Déjouant les pronostics, les 46.771 salariés d'Air France (sous contrat français) ont rejeté à 55,44% le projet d'accord avec un taux de participation de 80,33% à cette consultation sans valeur juridique.
Dix organisations de pilotes, d'hôtesses et de stewards et de membres du personnel au sol réclament 5,1% d'augmentation dès 2018 au titre d'un "rattrapage" nécessaire, après six ans de gel des grilles salariales.
"Ce vote est la traduction d'un malaise, il appelle une transformation profonde", a réagi M. Janaillac, espérant que son départ permette "une prise de conscience collective et d'amorcer les conditions d'un rebond".
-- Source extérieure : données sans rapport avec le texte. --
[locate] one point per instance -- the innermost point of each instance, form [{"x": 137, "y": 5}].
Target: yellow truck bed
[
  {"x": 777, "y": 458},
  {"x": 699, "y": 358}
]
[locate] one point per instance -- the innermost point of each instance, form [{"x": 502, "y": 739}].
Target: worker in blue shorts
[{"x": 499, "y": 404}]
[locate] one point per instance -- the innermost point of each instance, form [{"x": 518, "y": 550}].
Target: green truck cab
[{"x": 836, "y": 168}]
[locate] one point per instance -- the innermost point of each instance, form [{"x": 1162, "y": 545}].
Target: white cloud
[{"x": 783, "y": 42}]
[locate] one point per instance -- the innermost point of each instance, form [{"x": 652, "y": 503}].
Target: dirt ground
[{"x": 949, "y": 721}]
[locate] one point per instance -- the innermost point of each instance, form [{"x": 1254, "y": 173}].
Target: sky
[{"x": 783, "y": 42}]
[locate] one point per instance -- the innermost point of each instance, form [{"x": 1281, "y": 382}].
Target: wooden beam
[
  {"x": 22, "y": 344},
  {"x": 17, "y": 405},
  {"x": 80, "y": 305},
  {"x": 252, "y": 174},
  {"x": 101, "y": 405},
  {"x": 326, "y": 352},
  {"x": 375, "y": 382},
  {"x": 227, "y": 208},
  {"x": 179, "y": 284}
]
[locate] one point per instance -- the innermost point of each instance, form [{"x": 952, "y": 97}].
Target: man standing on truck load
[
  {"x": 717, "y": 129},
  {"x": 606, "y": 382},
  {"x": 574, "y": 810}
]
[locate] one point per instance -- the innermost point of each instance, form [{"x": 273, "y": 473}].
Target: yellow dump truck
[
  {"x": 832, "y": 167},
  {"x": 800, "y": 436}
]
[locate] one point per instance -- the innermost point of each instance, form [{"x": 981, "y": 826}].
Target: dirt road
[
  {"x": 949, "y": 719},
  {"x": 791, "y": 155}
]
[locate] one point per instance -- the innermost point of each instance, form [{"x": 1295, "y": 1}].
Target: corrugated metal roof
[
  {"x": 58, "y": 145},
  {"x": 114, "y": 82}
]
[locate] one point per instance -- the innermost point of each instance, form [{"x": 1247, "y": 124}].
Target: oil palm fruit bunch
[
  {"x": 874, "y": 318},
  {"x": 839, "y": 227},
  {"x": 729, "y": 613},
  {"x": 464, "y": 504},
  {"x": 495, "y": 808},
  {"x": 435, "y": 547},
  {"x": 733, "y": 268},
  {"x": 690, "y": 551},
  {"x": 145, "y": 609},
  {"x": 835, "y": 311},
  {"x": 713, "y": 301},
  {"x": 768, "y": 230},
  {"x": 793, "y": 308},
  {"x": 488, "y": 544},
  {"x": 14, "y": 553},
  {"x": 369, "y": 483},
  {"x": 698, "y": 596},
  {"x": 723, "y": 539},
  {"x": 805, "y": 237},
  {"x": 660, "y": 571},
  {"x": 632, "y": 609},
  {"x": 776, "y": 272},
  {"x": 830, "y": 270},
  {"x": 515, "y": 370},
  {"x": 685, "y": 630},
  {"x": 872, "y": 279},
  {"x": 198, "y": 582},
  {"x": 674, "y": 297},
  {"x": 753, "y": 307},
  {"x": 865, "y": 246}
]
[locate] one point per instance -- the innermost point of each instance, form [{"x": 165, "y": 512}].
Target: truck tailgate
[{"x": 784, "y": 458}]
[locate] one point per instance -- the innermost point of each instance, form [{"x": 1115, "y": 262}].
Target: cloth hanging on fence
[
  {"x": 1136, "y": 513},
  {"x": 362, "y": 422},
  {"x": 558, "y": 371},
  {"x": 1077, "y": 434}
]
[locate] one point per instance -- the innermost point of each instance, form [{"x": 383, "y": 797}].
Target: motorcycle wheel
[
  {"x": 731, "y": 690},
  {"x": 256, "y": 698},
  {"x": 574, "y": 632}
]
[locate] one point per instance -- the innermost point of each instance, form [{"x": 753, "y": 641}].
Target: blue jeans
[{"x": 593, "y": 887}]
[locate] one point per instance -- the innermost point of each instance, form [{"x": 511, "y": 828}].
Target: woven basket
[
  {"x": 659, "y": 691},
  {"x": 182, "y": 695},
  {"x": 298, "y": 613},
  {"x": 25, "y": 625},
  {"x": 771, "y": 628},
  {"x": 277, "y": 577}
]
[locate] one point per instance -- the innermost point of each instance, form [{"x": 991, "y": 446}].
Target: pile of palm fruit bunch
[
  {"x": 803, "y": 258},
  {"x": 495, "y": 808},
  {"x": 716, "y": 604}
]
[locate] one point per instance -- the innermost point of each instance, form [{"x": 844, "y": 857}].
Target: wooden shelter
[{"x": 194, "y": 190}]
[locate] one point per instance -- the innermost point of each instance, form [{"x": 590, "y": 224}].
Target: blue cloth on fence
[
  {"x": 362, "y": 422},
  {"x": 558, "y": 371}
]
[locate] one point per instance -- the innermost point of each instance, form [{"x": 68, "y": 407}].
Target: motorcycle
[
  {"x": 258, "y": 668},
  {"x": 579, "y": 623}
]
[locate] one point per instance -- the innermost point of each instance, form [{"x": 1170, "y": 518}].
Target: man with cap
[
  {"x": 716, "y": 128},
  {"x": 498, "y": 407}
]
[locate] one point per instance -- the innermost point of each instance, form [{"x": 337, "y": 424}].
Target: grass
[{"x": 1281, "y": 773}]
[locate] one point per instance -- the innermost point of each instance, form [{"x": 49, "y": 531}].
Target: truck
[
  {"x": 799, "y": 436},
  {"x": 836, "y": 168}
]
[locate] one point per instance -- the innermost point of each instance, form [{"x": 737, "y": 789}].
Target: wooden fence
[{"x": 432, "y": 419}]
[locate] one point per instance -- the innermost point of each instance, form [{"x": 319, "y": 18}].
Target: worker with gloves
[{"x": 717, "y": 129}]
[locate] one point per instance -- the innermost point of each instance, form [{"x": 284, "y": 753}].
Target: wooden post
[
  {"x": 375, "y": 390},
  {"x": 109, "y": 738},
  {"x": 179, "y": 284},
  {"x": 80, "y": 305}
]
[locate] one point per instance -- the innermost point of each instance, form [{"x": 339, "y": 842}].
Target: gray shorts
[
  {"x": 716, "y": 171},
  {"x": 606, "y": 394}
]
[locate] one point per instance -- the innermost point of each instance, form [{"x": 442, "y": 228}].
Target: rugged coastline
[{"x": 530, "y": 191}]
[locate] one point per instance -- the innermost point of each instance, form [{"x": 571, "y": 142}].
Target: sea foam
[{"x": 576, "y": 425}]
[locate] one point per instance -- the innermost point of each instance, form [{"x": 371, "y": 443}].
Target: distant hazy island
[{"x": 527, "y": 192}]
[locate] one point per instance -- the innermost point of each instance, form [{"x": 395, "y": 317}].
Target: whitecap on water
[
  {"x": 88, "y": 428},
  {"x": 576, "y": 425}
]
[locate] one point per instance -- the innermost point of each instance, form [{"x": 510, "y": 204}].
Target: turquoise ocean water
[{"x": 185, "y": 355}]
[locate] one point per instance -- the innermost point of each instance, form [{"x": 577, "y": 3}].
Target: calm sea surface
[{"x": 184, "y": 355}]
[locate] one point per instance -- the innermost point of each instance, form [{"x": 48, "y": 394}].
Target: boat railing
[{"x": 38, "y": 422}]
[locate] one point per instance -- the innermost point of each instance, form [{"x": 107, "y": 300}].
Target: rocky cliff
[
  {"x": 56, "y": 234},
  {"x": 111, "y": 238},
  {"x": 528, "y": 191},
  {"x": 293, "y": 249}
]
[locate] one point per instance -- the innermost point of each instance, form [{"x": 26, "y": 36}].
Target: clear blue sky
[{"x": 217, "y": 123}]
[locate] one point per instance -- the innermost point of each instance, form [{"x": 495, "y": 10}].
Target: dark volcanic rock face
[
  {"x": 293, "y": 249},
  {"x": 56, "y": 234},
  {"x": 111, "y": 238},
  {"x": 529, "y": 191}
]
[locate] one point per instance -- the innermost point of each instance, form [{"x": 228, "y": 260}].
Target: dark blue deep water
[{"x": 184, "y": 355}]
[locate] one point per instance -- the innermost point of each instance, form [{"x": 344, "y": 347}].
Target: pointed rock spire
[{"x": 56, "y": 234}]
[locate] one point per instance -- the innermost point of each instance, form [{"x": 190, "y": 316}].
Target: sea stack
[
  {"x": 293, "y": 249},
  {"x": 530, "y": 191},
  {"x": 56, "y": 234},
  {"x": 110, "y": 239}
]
Dans un communiqué, le gouvernement en a appelé "au sens des responsabilités de chacun". Prenant "acte du résultat", il a salué au passage "le courage de Jean-Marc Janaillac et le travail de redressement qu'il a mené depuis deux ans au sein du groupe".
Le départ de M. Janaillac plonge le groupe dans l'incertitude. Sa démission intervient le jour-même de l'annonce par le groupe d'une perte nette de 269 millions d'euros au premier trimestre, plombé par trois journées de grève (22 février, 23 et 30 mars) d'Air France sur cette période.
"Grosse satisfaction"
Au total, le coût des onze journées de grève étalées entre le 22 février et le 24 avril est estimé à "300 millions d'euros" par la direction qui prévoit d'ores et déjà un résultat d'exploitation en 2018 "en baisse sensible par rapport à 2017", quand il avait atteint 1,9 milliard d'euros.
Les salariés étaient également appelés à la grève jeudi et vendredi, avant de nouveaux préavis programmés pour lundi et mardi par l'intersyndicale à l'origine du conflit.
Sollicités par l'AFP, des représentants de l'intersyndicale se sont félicités du résultat de la consultation et de la participation.
C'est une "grosse satisfaction, même si nous ne validons pas le procédé", a commenté Christophe Campestre, le porte-parole du deuxième syndicat de pilotes à Air France, le Spaf. "Ca nous redonne de la légitimité, à l'inverse du but recherché par la direction".
Selon Jérôme Beaurain, du syndicat SUD-Aérien, "le système Gateau (du nom du Directeur des ressources humaines d'Air France Gilles Gateau, NDLR) s'écroule complètement", alors même que l'intersyndicale n'a "pas demandé la démission" de Jean-Marc Janaillac.
Du côté des non-grévistes, la CFDT affirme que le départ du PDG "augure d'une période trouble pour notre Compagnie et d'une grave crise de gouvernance dont Air France n'a pas les moyens, eu égard à l'environnement économique et concurrentiel dans lequel évolue Air France".
Les revendications de l'intersyndicale sont considérées par la direction comme une remise en cause des efforts déployés ces dernières années pour rattraper le retard de compétitivité de la compagnie, toujours confrontée à une très forte concurrence des compagnies du Golfe, mais aussi en Europe avec des compagnies low-cost agressives.
Avec une marge d'exploitation (un des critères de rentabilité du groupe aérien) de 555 millions d'euros, contre 910 millions pour KLM, la compagnie se situe "encore loin derrière beaucoup de ses compétiteurs", selon la direction.